La muerte de un ciudadano mexicano bajo custodia del Servicio de Inmigración y Control de Aduanas en el estado de Luisiana ha generado una fuerte reacción del Gobierno de México, que exige explicaciones claras a las autoridades estadounidenses.
De acuerdo con los primeros reportes, el migrante falleció dentro de un centro de detención migratoria administrado por ICE. Aunque las causas de la muerte aún no han sido esclarecidas completamente, el caso ha encendido alertas sobre las condiciones en las que permanecen los detenidos en este tipo de instalaciones.

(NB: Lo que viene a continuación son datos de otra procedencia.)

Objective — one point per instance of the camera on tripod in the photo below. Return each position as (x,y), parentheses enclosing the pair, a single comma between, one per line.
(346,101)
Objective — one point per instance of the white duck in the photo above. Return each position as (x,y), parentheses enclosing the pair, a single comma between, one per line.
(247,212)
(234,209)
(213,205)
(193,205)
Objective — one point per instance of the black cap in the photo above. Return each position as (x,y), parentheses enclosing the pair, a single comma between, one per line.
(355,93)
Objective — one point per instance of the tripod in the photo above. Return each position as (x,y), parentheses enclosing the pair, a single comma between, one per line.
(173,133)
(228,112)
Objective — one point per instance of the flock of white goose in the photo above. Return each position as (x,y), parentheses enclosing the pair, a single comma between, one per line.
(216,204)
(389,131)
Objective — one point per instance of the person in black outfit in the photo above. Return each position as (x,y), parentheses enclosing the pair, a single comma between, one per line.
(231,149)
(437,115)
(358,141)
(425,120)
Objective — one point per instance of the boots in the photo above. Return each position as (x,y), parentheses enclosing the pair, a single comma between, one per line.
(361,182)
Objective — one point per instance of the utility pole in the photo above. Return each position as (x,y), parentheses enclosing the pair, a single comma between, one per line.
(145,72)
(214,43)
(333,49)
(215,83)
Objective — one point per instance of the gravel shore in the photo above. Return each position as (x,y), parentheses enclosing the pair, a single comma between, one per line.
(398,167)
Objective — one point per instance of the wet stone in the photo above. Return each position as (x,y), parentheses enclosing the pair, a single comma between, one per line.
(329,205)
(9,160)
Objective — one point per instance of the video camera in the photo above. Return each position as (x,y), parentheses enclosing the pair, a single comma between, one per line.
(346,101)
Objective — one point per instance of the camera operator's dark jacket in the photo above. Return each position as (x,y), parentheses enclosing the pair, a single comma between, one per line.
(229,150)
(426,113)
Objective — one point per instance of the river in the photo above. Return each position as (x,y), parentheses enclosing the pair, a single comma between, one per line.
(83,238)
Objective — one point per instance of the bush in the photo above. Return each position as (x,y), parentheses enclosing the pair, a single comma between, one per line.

La Secretaría de Relaciones Exteriores de México informó que ha solicitado información detallada sobre lo ocurrido, incluyendo acceso a reportes médicos, protocolos aplicados y circunstancias previas al fallecimiento. Además, pidió garantizar una investigación transparente y el respeto a los derechos humanos.
El hecho ha reavivado cuestionamientos sobre el trato a migrantes en centros de detención en Estados Unidos, donde organizaciones defensoras han denunciado en repetidas ocasiones problemas de hacinamiento, atención médica insuficiente y condiciones inadecuadas.
Por su parte, autoridades estadounidenses indicaron que se ha iniciado una investigación interna para determinar las causas del fallecimiento, al tiempo que se comprometieron a colaborar con las autoridades mexicanas.
Este caso podría generar tensiones diplomáticas entre ambos países, especialmente en un contexto en el que la migración sigue siendo uno de los temas más sensibles en la agenda bilateral.